新潟県十日町市の池谷集落は、2004年の中越地震で被災した”元”限界集落です。
ここには、1960年(昭和35年)当時、37世帯211名が住んでいました。
それが、2004年の中越地震後には、一時6世帯13名、高齢化率62%、子どもが1人もいないという状況にまでなったそうです。
数字だけを見ると、もはや将来にわたって集落を維持することなど想像することもできない、限界集落です。
しかし、この池谷集落は2018年9月末時点で、なんと11世帯23名、高齢化率39.1%、年少人口(0~14歳)割合26.1%という奇跡の再生を遂げました。
この記事では、「限界集落奇跡の再生」の中心人物の1人である、NPO法人地域おこしの多田朋孔(ただともよし)さんの著書『奇跡の集落』から、限界集落の再生を目指す上でのヒントを探っていきます!
多田朋孔さん
元地域おこし協力隊員。Forbes JAPAN「ローカル・イノベータ55選」で関東甲信越地区読者投票1位に選出。地方自治法施行70周年記念総務大臣表彰個人表彰「地方自治の功労者(民間人)」
地域活性に取り組む方は、必読の一冊です!!
Contents
そもそも限界集落ってなんだ?
「限界集落」とは、社会学者の大野晃が提唱した概念で、過疎化などで集落人口の50%以上が65歳以上の高齢者になり、冠婚葬祭などを含む社会的共同生活や集落の維持が困難になりつつある集落のことを指します。
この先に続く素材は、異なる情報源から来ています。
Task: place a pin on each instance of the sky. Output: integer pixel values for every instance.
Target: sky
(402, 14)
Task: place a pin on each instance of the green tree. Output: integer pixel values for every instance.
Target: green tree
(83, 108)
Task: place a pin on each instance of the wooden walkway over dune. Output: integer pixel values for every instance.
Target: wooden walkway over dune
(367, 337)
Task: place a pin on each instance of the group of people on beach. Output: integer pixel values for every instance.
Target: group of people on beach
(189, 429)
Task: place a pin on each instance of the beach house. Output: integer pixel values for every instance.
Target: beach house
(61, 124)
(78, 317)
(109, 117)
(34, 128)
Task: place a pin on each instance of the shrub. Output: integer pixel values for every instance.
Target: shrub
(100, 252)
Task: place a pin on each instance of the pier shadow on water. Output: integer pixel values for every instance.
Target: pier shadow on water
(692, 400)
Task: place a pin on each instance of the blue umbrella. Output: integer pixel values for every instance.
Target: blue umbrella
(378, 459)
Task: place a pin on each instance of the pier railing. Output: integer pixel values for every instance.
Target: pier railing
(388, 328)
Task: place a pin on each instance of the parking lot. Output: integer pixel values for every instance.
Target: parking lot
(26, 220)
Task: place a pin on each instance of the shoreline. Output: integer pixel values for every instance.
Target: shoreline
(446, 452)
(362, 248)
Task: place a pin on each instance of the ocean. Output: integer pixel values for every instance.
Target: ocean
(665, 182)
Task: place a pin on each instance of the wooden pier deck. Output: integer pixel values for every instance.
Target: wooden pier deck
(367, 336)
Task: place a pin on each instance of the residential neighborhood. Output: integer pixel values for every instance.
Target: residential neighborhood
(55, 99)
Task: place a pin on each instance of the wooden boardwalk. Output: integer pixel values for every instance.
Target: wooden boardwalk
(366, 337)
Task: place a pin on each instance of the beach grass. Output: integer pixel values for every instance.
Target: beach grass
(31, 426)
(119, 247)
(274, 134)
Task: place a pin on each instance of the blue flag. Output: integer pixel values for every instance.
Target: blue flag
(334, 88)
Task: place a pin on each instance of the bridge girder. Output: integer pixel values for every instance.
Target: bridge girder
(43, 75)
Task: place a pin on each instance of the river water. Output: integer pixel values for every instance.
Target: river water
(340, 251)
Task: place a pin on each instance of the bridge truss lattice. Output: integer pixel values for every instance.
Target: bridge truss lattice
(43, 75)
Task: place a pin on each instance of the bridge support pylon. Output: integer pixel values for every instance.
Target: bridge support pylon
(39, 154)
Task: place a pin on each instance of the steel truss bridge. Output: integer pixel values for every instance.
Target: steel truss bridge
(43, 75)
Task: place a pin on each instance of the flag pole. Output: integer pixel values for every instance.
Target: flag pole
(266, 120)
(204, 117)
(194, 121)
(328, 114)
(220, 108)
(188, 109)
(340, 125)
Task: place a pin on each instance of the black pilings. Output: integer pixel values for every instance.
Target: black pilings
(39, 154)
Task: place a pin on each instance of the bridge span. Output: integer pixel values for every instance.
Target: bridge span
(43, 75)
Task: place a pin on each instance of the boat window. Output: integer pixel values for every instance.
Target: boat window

単なる過疎化だけではなく、高齢者の割合が集落人口の過半数を超えることで、集落で行ってきた様々な機能を維持することが難しくなります。
一般的に自治会と言われる単位が、農山村における集落に当たりますが、この集落単位で人がそこで生活する上で必要となる様々な機能が維持されています。
具体的には、農地の草刈りや農道や山林の整備、神社の管理やお祭りなどです。
雪国では、高齢者の独居世帯の雪下ろしや除雪を近所の方がボランティアで行っている集落などもあります。
個人の田んぼや畑の管理、自宅の管理などの他に、地域全体に関わる生活環境の維持や伝統行事などを地域住民が助け合いながら行っているんですね。
でも、これって実際にやるのは結構大変だと思いませんか?
広い農道の草刈りや用水路の掃除って、想像するだけでもかなりの重労働です。
屋根の雪下ろしなんかは、毎年、屋根からの落下で死亡者も発生しています。
集落の過半数が高齢者になってしまった集落では、その地域で生活するために住民が共同で行ってきたこれらの共同作業や行事などを維持することが難しくなってしまうのです。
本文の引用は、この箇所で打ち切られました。